Martin Gorner, Mobipocket's senior software architect, says that the public soon may be holding the future of ebooks in the palm of their hands—literally. Predicting that PDAs and BlackBerrys are endangered species, Gorner believes that in five or so years, everything—Internet, email, and all assorted downloads including ­ebooks—will be handled by smartphones. Screens are getting larger, and resolution is improving to the point where the public will read on their phone screens, he said. Mobility is key. People don't want to download files to their PCs only to have to copy them over to the PDA; they want wireless access through a single device, and that magic wand will be smartphones by Nokia and other manufacturers.
Information snacks
Elizabeth Mackey, general manager for ereader/motricity, concurs with Gorner, saying that smartphones will be 25 percent of all phone sales by 2010, as portability creates demand, and offered the frightening mantra, “If you're not on their screen, you're not in their world.” Agreeing that there's a shortage of ebook content, Mackey went a step further, adding that along with full-length texts there should be “information snacks,” shorter, smaller texts.
Mackey maintains that every electronic device sold should come with free ebooks to ensure that “reading is part of what these devices are about” and suggests that publishers bundle an author's popular recent work with backlist titles. She also says device developers need to form relationships with librarians who know the public's reading desires better than anyone.

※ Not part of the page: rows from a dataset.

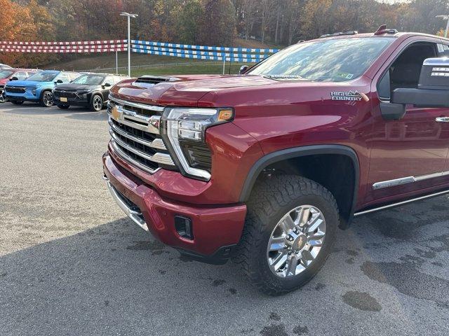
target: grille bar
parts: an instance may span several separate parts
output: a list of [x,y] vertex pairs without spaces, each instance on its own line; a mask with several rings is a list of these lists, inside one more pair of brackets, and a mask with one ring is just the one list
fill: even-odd
[[25,93],[27,90],[25,88],[20,88],[18,86],[8,86],[6,88],[7,92],[11,93]]
[[126,161],[154,174],[175,168],[159,134],[161,106],[133,103],[109,95],[107,113],[111,146]]
[[139,150],[138,149],[135,149],[132,146],[126,144],[126,142],[121,141],[114,133],[112,130],[109,129],[109,134],[114,141],[121,147],[123,147],[127,150],[129,150],[131,153],[133,153],[136,155],[140,156],[144,159],[148,160],[149,161],[153,161],[156,163],[161,163],[162,164],[169,164],[170,166],[174,166],[175,163],[173,160],[171,160],[171,158],[168,154],[164,154],[162,153],[156,153],[152,155],[149,155],[142,150]]

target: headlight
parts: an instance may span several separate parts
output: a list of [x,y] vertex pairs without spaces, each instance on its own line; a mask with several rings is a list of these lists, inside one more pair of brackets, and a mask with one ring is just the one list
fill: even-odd
[[162,136],[186,174],[204,181],[210,178],[211,159],[205,142],[206,130],[233,118],[232,108],[166,108]]

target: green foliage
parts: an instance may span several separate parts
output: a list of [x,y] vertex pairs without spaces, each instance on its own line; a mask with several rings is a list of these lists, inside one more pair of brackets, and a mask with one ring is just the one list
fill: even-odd
[[[126,38],[122,11],[137,13],[133,37],[232,46],[237,37],[287,46],[323,34],[402,31],[442,34],[448,0],[0,0],[4,41],[80,41]],[[43,66],[74,55],[0,54],[0,62]]]

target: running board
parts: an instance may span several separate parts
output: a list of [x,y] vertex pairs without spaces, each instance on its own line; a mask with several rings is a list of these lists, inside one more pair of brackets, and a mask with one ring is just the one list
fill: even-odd
[[416,197],[416,198],[412,198],[411,200],[407,200],[406,201],[398,202],[397,203],[392,203],[391,204],[384,205],[383,206],[380,206],[378,208],[370,209],[368,210],[365,210],[363,211],[356,212],[354,214],[354,217],[357,217],[358,216],[365,215],[366,214],[370,214],[372,212],[380,211],[381,210],[385,210],[386,209],[394,208],[395,206],[399,206],[401,205],[404,205],[404,204],[407,204],[408,203],[412,203],[413,202],[420,201],[422,200],[426,200],[427,198],[435,197],[436,196],[441,196],[442,195],[448,194],[448,193],[449,193],[449,190],[440,191],[438,192],[435,192],[434,194],[427,195],[425,196],[421,196],[421,197]]

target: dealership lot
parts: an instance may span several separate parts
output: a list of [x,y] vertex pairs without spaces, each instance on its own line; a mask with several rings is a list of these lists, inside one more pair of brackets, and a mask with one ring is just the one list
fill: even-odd
[[0,335],[448,335],[448,196],[357,218],[302,290],[180,258],[101,179],[106,112],[0,105]]

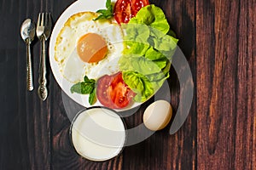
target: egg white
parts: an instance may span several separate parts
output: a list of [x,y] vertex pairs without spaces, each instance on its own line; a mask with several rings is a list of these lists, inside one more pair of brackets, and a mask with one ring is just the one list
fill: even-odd
[[[93,20],[97,16],[93,12],[73,14],[66,21],[56,38],[55,60],[62,76],[71,82],[81,82],[85,75],[89,78],[97,79],[119,70],[118,60],[124,48],[122,30],[118,24],[108,20]],[[78,41],[87,33],[96,33],[107,42],[107,56],[98,63],[83,62],[78,55]]]

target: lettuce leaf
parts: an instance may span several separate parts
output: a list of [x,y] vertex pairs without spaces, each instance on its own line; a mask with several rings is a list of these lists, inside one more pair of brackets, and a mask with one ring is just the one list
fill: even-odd
[[154,4],[142,8],[129,23],[145,24],[160,31],[163,34],[166,34],[170,29],[164,12]]

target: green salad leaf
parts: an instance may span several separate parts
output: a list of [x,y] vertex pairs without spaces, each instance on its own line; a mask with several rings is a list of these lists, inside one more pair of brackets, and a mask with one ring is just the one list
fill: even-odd
[[119,59],[119,64],[122,71],[134,71],[143,75],[161,71],[161,69],[154,61],[139,55],[123,55]]
[[154,94],[154,87],[150,81],[143,75],[136,71],[123,71],[123,79],[125,83],[134,91],[137,95],[134,98],[135,101],[143,102],[148,97]]
[[129,23],[145,24],[160,31],[163,34],[166,34],[170,29],[164,12],[154,4],[142,8]]
[[125,82],[137,94],[134,100],[143,102],[169,77],[178,40],[166,34],[169,24],[163,11],[154,5],[142,8],[121,26],[125,30],[125,48],[119,65]]

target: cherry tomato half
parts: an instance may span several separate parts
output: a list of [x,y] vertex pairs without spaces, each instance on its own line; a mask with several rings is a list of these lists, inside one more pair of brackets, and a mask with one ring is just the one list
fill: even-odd
[[120,109],[127,106],[136,94],[125,84],[122,73],[103,76],[97,81],[96,96],[102,105]]
[[143,7],[148,4],[148,0],[117,0],[113,8],[114,19],[119,24],[128,23]]

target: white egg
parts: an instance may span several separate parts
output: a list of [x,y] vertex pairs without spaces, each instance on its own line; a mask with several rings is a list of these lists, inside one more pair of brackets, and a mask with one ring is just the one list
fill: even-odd
[[144,125],[152,131],[163,129],[169,123],[172,108],[166,100],[158,100],[147,107],[143,114]]
[[[55,46],[55,60],[62,76],[71,82],[83,80],[84,76],[97,79],[119,71],[118,60],[123,51],[123,32],[120,26],[108,20],[95,21],[98,14],[79,13],[70,17],[61,30]],[[78,54],[77,44],[81,37],[96,33],[107,42],[106,57],[95,63],[84,62]]]

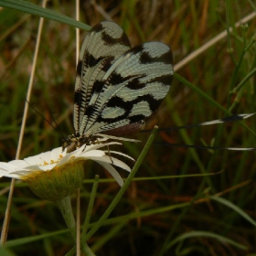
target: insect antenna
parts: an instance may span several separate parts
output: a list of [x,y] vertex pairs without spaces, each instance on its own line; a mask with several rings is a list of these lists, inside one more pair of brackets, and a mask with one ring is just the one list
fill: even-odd
[[[198,126],[206,126],[206,125],[212,125],[212,124],[219,124],[229,122],[237,122],[241,121],[251,116],[254,115],[253,113],[244,113],[244,114],[235,114],[231,116],[228,116],[222,119],[212,120],[208,122],[203,122],[195,124],[187,124],[187,125],[181,125],[181,126],[174,126],[174,127],[166,127],[166,128],[160,128],[158,129],[159,132],[163,131],[176,131],[181,129],[190,129]],[[151,132],[151,130],[143,130],[141,133],[147,133]],[[164,146],[172,146],[172,147],[183,147],[183,148],[195,148],[195,149],[209,149],[209,150],[231,150],[231,151],[255,151],[256,147],[220,147],[220,146],[208,146],[208,145],[192,145],[192,144],[169,144],[169,143],[163,143],[163,142],[155,142],[154,144],[159,144]]]

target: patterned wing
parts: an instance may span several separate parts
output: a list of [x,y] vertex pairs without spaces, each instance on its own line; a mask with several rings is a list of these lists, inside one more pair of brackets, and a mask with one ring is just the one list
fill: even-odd
[[80,133],[89,136],[142,121],[167,94],[173,77],[172,52],[159,42],[124,52],[93,83]]
[[76,134],[91,95],[98,91],[97,81],[102,80],[114,60],[130,48],[127,36],[113,22],[101,22],[88,33],[77,66],[73,120]]

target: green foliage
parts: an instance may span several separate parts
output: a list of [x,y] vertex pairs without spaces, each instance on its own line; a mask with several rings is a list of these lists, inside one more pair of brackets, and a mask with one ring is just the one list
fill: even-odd
[[[60,146],[59,133],[73,133],[73,26],[88,29],[87,25],[73,19],[75,1],[49,1],[49,12],[41,13],[35,1],[37,13],[29,12],[32,1],[2,0],[0,5],[12,3],[18,3],[13,8],[22,9],[0,10],[2,162],[16,157],[39,21],[37,16],[47,18],[20,158]],[[164,128],[197,123],[229,113],[255,112],[256,16],[251,16],[247,25],[235,26],[256,11],[253,1],[81,1],[80,8],[81,22],[93,26],[111,17],[123,27],[133,46],[144,41],[162,41],[172,48],[176,67],[173,85],[161,108],[148,120],[147,128],[155,124]],[[232,31],[226,33],[229,26]],[[85,33],[80,31],[81,39]],[[210,43],[206,45],[208,42]],[[191,59],[183,62],[187,56]],[[57,129],[49,124],[50,122],[54,125],[54,120]],[[253,147],[255,123],[255,117],[251,117],[225,124],[160,131],[155,141]],[[147,137],[145,133],[133,136],[142,141]],[[124,143],[117,150],[137,159],[143,146]],[[254,156],[252,151],[209,151],[153,144],[127,193],[88,244],[100,256],[255,252]],[[132,162],[129,164],[133,165]],[[91,216],[86,227],[90,231],[111,205],[119,187],[112,180],[105,179],[108,174],[96,165],[89,163],[87,170],[80,192],[82,219],[93,178],[96,174],[101,178],[94,206],[90,208]],[[1,220],[8,186],[9,179],[1,178]],[[6,252],[3,253],[65,255],[73,246],[57,207],[37,198],[25,183],[17,182]]]

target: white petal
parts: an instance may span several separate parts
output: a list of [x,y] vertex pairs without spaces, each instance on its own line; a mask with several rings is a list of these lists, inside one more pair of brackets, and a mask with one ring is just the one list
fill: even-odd
[[9,164],[9,163],[5,163],[5,162],[0,162],[0,170],[3,172],[13,172],[17,168],[16,165]]
[[8,164],[14,165],[16,167],[20,167],[20,168],[27,166],[27,163],[26,163],[24,160],[19,160],[19,159],[18,160],[12,160]]
[[95,144],[87,145],[85,148],[83,148],[83,151],[87,152],[87,151],[90,151],[90,150],[98,149],[98,148],[107,146],[107,145],[111,145],[111,144],[122,144],[121,143],[116,143],[116,142],[106,143],[106,144]]
[[101,161],[97,161],[101,165],[102,165],[116,180],[116,182],[122,187],[123,185],[123,180],[122,179],[120,174],[116,171],[116,169],[110,164],[104,163]]

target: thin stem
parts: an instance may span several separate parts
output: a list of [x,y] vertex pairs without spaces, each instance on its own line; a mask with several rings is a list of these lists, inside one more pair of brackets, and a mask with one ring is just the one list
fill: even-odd
[[108,207],[108,208],[106,209],[106,211],[102,214],[102,216],[101,217],[101,219],[96,222],[96,224],[91,228],[91,229],[88,232],[87,236],[85,237],[85,240],[82,240],[82,243],[85,242],[89,238],[91,238],[99,229],[100,227],[102,225],[103,221],[110,216],[110,214],[112,213],[112,211],[113,210],[113,208],[116,207],[116,205],[118,204],[118,202],[121,200],[123,195],[124,194],[124,192],[126,191],[126,189],[128,188],[129,185],[131,184],[131,182],[133,181],[133,178],[134,177],[135,174],[137,173],[137,170],[139,169],[141,164],[143,163],[154,139],[155,136],[157,133],[157,126],[155,126],[151,135],[149,136],[136,164],[134,165],[134,167],[133,168],[133,170],[131,171],[129,176],[127,177],[127,179],[125,180],[125,182],[123,183],[123,187],[121,187],[121,189],[119,190],[119,192],[117,193],[117,195],[115,196],[114,199],[112,201],[111,205]]
[[[46,4],[47,4],[47,0],[44,0],[42,6],[46,7]],[[33,59],[33,63],[32,63],[32,69],[31,69],[31,74],[30,74],[30,78],[29,78],[27,92],[27,101],[29,101],[30,97],[31,97],[31,91],[32,91],[34,77],[35,77],[35,70],[36,70],[36,63],[37,61],[38,49],[39,49],[39,46],[40,46],[43,25],[44,25],[44,18],[41,17],[39,19],[35,54],[34,54],[34,59]],[[28,112],[28,103],[26,101],[19,137],[18,137],[16,159],[19,159],[19,156],[20,156],[20,151],[21,151],[21,145],[22,145],[23,137],[24,137],[24,131],[25,131],[25,126],[26,126],[26,122],[27,122],[27,112]],[[9,227],[9,222],[10,222],[11,206],[12,206],[12,200],[13,200],[13,193],[14,193],[14,189],[15,189],[15,183],[16,183],[15,179],[12,178],[11,186],[10,186],[10,192],[9,192],[9,196],[8,196],[8,201],[7,201],[7,206],[6,206],[6,210],[5,210],[5,219],[4,219],[2,233],[1,233],[2,246],[4,246],[5,244],[5,241],[7,240],[7,233],[8,233],[8,227]]]

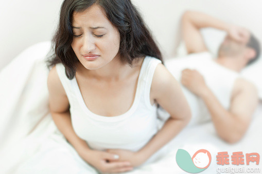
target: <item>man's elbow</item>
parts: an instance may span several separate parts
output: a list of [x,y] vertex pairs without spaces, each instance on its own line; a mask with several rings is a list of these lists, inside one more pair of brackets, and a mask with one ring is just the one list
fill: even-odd
[[192,11],[189,10],[184,12],[182,16],[182,22],[189,20],[191,13]]

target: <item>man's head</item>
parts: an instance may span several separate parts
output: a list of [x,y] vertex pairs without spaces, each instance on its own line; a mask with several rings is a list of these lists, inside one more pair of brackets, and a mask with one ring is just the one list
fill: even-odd
[[246,61],[246,65],[255,61],[260,55],[260,44],[252,34],[249,35],[246,42],[239,42],[228,35],[218,50],[219,57],[241,57]]

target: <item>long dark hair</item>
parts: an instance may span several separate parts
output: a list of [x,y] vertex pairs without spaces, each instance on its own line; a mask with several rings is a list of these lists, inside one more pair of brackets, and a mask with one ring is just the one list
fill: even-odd
[[67,78],[74,78],[79,60],[71,47],[72,15],[74,12],[82,12],[94,4],[102,8],[108,20],[118,30],[121,61],[131,66],[134,58],[148,55],[164,63],[158,46],[130,0],[64,0],[61,7],[58,28],[53,39],[55,50],[51,51],[53,54],[46,62],[49,69],[62,63]]

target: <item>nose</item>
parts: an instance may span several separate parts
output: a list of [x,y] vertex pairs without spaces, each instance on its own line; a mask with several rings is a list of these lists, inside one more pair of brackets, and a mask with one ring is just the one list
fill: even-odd
[[89,53],[96,49],[96,44],[92,36],[86,36],[84,38],[83,49],[85,53]]

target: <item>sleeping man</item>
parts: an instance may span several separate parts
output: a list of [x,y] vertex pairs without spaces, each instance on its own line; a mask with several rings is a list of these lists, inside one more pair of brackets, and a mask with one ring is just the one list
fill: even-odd
[[[182,25],[190,54],[166,65],[183,86],[193,114],[190,123],[212,121],[219,137],[235,143],[246,132],[258,104],[256,88],[239,72],[258,57],[259,44],[248,30],[200,12],[186,12]],[[206,27],[227,33],[217,59],[212,59],[201,35],[200,30]]]

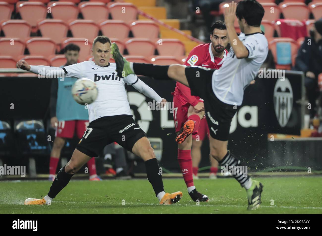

Panelist Malle Vallik, Harlequin Enterprise's director of new business development, quickly answered the call for information snacks. Since launching an ebook line of its signature romance novels in October 2005 with 65 titles, Harlequin has had such an overwhelming response that it is moving 40 percent of its frontlist into the digital realm by this July and, as a bonus, is launching “Harlequin Minis,” 10,000-word short stories that can be downloaded for 99¢.